Je fronce les sourcils, cette fille est une vraie bipolaire, à un moment elle est joie et douceur, et quelques secondes plus tard, une vrai mégère.

-« Tu m'en veux ? » demandé-je néanmoins.
 

Elle me lance un regard furibond qui aurait refroidi n'importe quel volcan.
-« Tu plaisantes, là, j'espère ? »
-« Il me semblait que... »
-« Eh ben, c'est qu'une impression. C'est bon, va rejoindre ton rendez-vous. » déclare-t-elle en me 
tournant le dos.
-« Bon, eh ben à plus tard alors... »
-« Oui à tout à l'heure, bye ! »
-« Nikita ? »
-« Quoi encore ? » me demande-t-elle en retournant son visage vers moi, exaspérée.
-« Je préférerais rester avec toi, tu sais... » dis-je pour me justifier, tient encore une nouveauté !

-« Ecoute Alex, tu es cool, mais franchement je m'en tape de ce que tu fais de ta soirée... Merci pour le champagne ! »

 

Elle m'envoie un sourire forcé qui sonne assez faux, et regarde dans la direction d'Ashley qui danse toujours avec Ricci au milieu d'une foule en délire. Tyler se débrouille plutôt bien, c'est déjà ça, j'aurais simplement aimé que ma voisine ne soit pas redevenue si distante... Sa déclaration m'a perturbé bien plus que je ne l'aurais pensé.

 

Je pars rejoindre Nadya ou Lydia, peu importe son nom, et nous nous installons dans le carré VIP, à
l'étage. Je lui offre du champagne tout en l'observant. Je ne sais pour quelle raison elle me paraît beaucoup moins désirable que lors de notre dernière rencontre.

Elle s'approche de moi et me susurre :
-« Tu sais quoi, beau gosse, j'ai rêvé de toi l'autre nuit. Tu m'as rendue folle de désir. Si tu veux, on pourrait finir la soirée chez moi ? »

J'esquive une réponse avec mon sourire séducteur, car à vrai dire, je n'ai aucune envie de remettre le couvert avec elle. Il faut cependant que je sois assez diplomate pour le lui faire comprendre sans qu'elle ne prenne la mouche et que ma petite idée ne porte ses fruits.
 

-« Désolé ma belle, mais je ne recouche jamais avec la même fille, ça fait partie de mes principes. Il
n'empêche que j'ai passé un très bon moment avec toi... »

Je hausse un sourcil arrogant et tout en souriant, j'epére lui montrer que je reste tout de même intéressé par son offre.
 

-« Je comprends... J'ai moi-même mes principes, sache juste que si tu changes d'avis je ne te demanderai aucun dédommagement... »
Classe et direct, ce que j'aime généralement.

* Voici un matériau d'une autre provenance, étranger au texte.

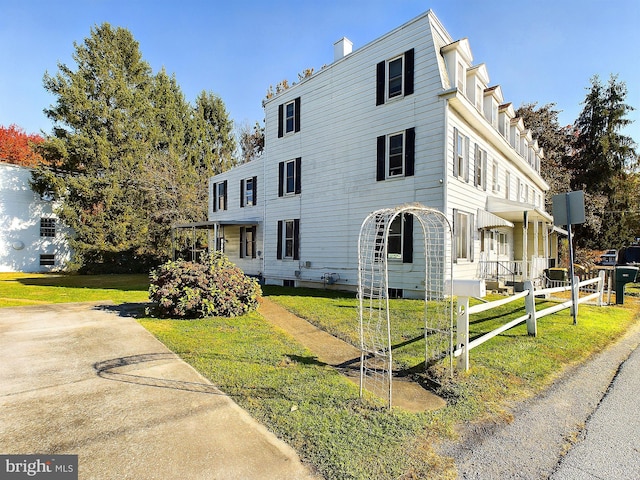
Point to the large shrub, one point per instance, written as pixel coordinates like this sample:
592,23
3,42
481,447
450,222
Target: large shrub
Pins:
212,287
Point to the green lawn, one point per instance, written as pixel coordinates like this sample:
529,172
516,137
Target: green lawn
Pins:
317,410
19,289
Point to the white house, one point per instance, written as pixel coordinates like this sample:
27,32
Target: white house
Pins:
406,118
32,239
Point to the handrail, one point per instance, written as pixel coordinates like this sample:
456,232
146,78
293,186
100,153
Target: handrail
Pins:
532,315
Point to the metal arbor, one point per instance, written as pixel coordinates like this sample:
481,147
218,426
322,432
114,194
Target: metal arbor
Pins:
376,362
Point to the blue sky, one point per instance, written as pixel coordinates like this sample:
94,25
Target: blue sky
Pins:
537,50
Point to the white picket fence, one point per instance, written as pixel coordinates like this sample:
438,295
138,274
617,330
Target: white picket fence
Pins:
594,288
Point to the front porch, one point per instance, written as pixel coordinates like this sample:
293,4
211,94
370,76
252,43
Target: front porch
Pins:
533,245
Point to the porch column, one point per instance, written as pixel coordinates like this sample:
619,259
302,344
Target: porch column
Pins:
525,246
545,246
536,230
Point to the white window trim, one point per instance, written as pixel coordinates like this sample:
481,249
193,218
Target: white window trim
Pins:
249,201
463,218
402,155
285,117
388,78
285,239
220,203
285,183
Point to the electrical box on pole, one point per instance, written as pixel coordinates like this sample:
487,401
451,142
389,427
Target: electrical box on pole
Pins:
568,209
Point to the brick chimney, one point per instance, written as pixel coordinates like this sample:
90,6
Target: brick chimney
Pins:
342,48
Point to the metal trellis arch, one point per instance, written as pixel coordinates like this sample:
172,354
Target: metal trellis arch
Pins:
375,315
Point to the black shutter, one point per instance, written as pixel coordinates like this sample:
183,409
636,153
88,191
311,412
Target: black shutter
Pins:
298,175
410,152
407,239
296,239
225,194
380,83
472,236
255,190
476,153
408,71
455,152
454,243
380,174
279,246
254,230
296,118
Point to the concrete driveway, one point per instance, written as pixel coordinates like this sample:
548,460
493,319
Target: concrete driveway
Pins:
84,379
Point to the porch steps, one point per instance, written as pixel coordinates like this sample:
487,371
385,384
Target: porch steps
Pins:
498,286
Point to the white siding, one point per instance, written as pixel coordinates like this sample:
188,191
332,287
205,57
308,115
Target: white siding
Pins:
337,145
20,212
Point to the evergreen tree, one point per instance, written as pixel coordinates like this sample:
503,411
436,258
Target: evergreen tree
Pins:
130,157
603,163
555,142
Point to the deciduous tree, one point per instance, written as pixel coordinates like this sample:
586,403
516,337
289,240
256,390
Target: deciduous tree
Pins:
19,147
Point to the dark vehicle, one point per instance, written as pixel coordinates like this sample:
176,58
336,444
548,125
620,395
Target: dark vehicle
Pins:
608,258
629,255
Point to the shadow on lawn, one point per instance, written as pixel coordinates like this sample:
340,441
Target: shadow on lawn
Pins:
125,283
122,369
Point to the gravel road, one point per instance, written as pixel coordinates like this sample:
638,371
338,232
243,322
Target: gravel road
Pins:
548,426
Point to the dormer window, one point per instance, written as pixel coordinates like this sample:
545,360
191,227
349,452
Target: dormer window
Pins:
394,77
289,117
461,77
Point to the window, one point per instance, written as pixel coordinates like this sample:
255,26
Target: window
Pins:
396,155
460,155
480,179
248,192
461,77
288,239
220,196
507,185
399,239
248,242
394,74
289,182
220,239
462,231
289,117
47,227
502,243
394,239
495,187
394,77
47,260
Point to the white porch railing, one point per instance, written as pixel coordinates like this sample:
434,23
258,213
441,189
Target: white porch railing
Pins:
463,345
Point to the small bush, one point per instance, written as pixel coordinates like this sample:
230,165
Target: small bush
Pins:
213,287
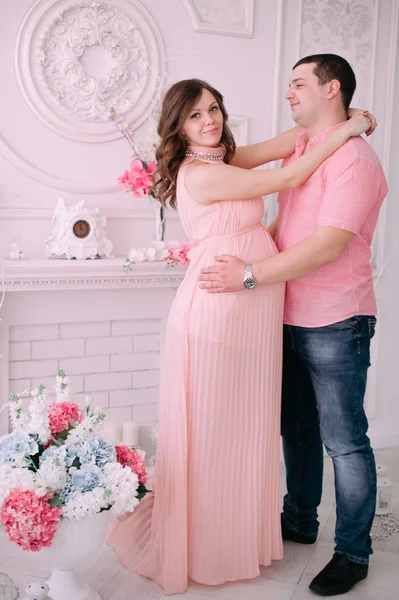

Je lance un coup d'oeil malgré moi vers ma voisine, elle n'est plus au bar, je la cherche du regard, elle est sûrement partie se rafraîchir. Ashley danse toujours, elle ne devrait pas être très loin.

Je retourne donc à ma discussion, plus vite j'aurai terminé, plus vite je pourrai la rejoindre et reprendre notre conversation qui sera bien plus alléchante que celle que je mène à cet instant, tel un automate.

 

-« J'en prends note... Merci pour la proposition. » dis-je
-« De rien... Tout le plaisir est pour moi. » me répond-elle enjôleuse.

 

Elle est comme moi, séductrice et sans scrupule, nos paroles sont identiques, nos façons de faire aussi, nous évoluons dans le même monde, celui du faire-valoir, de la ruse et des faux-semblants, ce que j'avais toujours recherché. Je ne suis pas devenu celui que je suis en faisant preuve de compassion, mais en vendant de la poudre aux yeux.

Je me revois à seize ans, devant le vieux lit où gisait le corps mourant de ma mère, à ce moment-là de ma vie, j'avais encore l'espoir d'une vie sans problème. Je vivais avec elle, nous n'étions pas riches, mais j'étais heureux et je croyais au bonheur sans tache, jusqu'à ce que mon père décède d'une crise cardiaque. Ma mère n'ayant pas supporté de le perdre, négligea sa santé et fut atteinte d'un cancer, en six mois elle rejoignait son mari.
A sa mort, j'ai compris qu'il n'y avait pas de dieu ni de paradis.

 

Revenant au présent, j'énonce mon idée à Nadya et nous mettons en place un accord en discutant des termes. Je cherche Nikita du regard, mais ne la trouve nulle part, je crispe les mâchoires. Elle est passée où, putain !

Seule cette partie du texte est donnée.